Welcoming these people with open arms “is a perfect example of what this nation is supposed to be about, which is to provide a refuge for the refugees,” Brokaw says.

That’s especially true when the U.S. is fighting wars in Iraq and Afghanistan partly to spread democratic ideals, he says.

Also profiled is Charlene Strong, a Seattle woman who was stopped from visiting her partner as she was dying in a hospital and now works nationally to support the rights of same-sex partners.

Brokaw says that in the current political climate, he expected the special – suggested to him by USA Network chief Bonnie Hammer – will itself become controversial. When he reported a few years ago on the issue of illegal immigration, he says, he got some angry responses from people who wanted to keep immigrants away.

“I hope it will generate some conversation within communities, families and business places,” Brokaw says. “Too much of what we see now is about division and not about unification.”

At the same time, the 70-year-old newsman hopes that viewers keep a sense of the big picture and how much has really changed in the nation in the past 50 years.
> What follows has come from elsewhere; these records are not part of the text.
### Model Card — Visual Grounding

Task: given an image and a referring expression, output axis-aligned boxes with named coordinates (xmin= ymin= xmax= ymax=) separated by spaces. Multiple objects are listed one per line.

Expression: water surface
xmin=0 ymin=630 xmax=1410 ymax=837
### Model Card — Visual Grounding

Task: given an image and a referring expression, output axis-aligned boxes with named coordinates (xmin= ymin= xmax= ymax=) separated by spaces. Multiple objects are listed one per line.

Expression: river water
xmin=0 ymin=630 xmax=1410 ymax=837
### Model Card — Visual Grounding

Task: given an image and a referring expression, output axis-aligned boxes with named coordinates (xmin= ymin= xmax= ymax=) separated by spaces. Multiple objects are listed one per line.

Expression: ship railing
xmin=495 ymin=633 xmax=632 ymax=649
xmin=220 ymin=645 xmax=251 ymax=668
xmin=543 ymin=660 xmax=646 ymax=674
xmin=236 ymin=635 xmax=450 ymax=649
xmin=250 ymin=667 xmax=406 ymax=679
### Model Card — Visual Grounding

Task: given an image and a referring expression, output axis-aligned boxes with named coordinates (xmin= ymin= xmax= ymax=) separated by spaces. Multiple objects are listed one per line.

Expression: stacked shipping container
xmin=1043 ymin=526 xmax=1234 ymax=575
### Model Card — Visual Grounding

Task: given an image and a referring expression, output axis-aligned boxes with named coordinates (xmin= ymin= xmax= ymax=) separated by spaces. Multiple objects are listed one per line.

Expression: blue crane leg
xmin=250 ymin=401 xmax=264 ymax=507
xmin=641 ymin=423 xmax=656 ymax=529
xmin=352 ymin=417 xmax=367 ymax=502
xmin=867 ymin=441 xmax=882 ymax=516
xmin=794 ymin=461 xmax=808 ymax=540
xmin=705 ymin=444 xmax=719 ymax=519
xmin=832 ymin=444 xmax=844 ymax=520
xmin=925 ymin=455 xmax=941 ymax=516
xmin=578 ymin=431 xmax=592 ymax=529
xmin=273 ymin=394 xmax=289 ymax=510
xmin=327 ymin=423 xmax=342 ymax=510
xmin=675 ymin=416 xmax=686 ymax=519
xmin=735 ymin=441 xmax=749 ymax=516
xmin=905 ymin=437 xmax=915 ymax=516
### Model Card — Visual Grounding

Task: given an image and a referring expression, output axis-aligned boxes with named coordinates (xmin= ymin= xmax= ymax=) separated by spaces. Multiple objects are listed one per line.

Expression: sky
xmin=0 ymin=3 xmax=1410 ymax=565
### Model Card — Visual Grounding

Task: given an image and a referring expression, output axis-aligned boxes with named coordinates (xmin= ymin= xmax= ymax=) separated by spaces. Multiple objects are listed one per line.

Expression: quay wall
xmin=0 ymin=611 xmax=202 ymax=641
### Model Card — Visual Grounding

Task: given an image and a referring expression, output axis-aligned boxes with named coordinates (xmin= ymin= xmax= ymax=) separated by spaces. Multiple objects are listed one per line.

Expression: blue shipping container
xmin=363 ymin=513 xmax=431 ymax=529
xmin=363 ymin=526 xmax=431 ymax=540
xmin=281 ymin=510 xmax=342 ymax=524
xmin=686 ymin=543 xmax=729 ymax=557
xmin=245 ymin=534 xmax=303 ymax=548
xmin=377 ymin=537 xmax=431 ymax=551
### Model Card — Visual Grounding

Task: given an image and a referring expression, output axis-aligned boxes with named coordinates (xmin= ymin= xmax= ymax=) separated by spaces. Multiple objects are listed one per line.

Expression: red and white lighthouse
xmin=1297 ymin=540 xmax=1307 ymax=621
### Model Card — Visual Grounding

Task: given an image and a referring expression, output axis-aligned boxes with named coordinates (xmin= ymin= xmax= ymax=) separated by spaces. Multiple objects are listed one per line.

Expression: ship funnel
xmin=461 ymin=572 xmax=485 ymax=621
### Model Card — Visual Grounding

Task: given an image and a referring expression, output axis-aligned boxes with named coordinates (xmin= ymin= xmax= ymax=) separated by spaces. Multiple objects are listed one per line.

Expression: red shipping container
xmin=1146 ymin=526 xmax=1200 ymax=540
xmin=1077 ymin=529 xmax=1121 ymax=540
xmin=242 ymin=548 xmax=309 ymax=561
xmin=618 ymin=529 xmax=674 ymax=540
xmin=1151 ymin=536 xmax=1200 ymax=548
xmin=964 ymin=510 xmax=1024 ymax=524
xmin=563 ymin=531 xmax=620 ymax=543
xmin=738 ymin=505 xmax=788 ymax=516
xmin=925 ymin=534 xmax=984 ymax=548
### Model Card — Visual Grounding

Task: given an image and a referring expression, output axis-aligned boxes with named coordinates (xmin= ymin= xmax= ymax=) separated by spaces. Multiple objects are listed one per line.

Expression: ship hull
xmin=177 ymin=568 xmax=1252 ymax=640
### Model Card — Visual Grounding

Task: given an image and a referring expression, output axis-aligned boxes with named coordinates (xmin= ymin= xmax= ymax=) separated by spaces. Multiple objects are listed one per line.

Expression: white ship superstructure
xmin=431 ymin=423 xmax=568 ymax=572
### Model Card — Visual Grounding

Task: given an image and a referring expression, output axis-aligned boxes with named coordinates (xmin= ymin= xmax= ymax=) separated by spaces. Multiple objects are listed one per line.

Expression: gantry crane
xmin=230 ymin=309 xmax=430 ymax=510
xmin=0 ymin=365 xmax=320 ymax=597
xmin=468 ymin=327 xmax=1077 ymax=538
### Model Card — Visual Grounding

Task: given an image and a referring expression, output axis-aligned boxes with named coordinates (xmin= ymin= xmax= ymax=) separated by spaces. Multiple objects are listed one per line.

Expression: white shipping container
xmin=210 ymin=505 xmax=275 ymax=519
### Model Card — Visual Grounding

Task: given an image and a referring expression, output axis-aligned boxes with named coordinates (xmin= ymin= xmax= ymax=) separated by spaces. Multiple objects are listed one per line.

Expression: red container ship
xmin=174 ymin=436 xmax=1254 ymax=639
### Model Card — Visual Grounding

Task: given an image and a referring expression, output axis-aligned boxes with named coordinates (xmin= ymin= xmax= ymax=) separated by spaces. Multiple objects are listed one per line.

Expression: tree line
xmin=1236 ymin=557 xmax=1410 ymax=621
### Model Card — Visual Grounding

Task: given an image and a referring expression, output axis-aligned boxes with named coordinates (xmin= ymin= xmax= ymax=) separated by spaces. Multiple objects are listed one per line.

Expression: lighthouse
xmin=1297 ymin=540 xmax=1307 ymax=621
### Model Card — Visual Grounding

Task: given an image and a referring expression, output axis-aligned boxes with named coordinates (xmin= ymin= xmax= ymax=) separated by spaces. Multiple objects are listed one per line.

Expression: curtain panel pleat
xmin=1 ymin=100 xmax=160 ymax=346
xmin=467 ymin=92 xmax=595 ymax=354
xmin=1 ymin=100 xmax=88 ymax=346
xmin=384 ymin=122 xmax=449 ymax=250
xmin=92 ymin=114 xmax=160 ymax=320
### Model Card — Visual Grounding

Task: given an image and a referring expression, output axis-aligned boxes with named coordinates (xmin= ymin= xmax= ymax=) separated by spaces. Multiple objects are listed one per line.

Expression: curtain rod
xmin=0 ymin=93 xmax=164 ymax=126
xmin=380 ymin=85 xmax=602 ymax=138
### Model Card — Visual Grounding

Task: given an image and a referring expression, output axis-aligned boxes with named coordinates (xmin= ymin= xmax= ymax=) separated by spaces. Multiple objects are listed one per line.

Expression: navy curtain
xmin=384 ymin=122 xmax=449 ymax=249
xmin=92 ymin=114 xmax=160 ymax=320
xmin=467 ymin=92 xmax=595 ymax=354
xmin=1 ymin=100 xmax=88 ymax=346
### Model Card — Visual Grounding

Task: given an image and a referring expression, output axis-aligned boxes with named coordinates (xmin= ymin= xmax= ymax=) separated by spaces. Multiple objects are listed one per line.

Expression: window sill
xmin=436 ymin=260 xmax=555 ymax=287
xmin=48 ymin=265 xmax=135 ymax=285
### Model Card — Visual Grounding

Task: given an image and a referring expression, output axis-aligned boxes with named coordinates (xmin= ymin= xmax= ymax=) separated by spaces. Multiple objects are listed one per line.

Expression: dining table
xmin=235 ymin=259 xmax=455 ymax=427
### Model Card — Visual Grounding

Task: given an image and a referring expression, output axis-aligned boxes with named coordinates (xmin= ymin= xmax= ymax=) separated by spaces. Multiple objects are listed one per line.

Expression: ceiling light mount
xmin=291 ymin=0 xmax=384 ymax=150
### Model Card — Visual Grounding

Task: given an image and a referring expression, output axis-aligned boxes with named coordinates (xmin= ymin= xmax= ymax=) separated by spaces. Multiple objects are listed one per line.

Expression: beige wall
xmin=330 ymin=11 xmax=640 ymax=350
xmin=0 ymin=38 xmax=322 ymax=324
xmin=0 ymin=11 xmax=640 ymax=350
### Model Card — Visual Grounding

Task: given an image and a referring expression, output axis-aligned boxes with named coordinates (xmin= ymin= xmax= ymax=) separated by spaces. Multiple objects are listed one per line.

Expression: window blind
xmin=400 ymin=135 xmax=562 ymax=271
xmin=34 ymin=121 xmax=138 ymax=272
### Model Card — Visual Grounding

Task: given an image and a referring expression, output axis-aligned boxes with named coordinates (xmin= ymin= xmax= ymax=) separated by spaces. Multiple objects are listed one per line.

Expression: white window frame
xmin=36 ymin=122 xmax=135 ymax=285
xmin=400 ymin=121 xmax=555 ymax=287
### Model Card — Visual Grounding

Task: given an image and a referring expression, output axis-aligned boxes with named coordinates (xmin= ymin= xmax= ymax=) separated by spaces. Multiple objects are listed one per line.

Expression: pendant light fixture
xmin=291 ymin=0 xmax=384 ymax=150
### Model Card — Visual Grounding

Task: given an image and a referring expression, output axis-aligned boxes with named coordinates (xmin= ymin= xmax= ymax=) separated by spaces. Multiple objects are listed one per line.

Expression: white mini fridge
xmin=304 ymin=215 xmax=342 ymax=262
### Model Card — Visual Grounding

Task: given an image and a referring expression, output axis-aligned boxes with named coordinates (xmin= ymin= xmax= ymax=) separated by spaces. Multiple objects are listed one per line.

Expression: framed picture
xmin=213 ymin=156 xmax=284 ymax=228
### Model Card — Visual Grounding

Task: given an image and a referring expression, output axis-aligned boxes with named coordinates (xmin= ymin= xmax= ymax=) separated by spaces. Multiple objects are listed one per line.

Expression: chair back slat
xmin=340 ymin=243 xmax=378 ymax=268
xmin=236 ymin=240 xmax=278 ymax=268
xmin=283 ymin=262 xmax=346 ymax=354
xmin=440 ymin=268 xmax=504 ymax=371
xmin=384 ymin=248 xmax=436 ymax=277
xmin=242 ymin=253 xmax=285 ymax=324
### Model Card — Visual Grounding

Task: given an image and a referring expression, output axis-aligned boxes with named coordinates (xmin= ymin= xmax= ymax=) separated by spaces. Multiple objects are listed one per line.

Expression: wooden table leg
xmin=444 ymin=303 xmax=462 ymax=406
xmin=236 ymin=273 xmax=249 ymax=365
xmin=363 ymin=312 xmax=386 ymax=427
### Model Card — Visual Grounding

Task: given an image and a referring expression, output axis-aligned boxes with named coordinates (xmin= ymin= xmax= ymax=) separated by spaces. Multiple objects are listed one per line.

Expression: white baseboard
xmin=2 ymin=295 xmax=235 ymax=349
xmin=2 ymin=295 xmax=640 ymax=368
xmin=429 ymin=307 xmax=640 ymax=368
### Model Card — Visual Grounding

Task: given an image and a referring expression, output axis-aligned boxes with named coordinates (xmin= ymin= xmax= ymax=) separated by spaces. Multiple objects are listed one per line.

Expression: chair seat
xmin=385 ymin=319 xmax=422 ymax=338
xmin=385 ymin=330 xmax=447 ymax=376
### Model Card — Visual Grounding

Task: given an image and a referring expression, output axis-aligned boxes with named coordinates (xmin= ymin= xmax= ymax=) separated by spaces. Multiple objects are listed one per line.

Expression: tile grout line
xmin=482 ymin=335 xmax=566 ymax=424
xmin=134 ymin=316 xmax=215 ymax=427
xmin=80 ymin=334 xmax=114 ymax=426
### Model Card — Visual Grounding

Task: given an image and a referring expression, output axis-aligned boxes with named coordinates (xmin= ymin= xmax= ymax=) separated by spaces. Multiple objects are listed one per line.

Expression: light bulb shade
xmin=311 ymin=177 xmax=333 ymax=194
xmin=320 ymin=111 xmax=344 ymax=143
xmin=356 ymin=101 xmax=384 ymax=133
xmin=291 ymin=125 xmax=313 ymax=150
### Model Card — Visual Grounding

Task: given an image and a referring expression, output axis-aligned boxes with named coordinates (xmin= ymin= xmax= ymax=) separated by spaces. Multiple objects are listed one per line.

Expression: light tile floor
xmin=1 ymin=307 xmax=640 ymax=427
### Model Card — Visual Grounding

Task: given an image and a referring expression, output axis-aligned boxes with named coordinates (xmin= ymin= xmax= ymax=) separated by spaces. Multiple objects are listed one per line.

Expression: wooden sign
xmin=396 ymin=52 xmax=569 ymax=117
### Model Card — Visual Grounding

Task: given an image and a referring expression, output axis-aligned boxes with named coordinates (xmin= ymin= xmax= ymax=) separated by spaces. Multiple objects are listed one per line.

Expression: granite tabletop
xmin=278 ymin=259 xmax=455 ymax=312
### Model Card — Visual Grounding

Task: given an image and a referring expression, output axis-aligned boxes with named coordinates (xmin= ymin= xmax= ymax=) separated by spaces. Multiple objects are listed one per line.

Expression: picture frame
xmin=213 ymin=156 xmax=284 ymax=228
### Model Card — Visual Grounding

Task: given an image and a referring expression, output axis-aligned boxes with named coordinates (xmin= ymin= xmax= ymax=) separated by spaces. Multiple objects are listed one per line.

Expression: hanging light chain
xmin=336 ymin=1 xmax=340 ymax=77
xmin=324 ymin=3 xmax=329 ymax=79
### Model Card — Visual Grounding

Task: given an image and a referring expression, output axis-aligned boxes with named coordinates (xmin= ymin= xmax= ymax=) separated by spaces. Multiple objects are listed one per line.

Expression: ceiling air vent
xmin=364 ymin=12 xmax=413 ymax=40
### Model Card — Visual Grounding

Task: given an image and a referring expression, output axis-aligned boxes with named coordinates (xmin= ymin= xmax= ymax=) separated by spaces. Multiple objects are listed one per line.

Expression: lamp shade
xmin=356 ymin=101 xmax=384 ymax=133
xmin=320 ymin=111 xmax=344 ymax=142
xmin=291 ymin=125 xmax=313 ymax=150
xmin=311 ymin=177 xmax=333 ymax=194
He sees it in television commercials, filled with African-American doctors, Latino teachers and Asian-American consumers.

“That’s a huge step,” Brokaw says. “It used to be just white males allowed. That’s the market responding to the realities of the country.”

He adds that he’s always believed in the long-term wisdom of the American people.

“The genius of this nation is that we’re more than the sum of our parts,” says Brokaw, “and we can’t forget that.”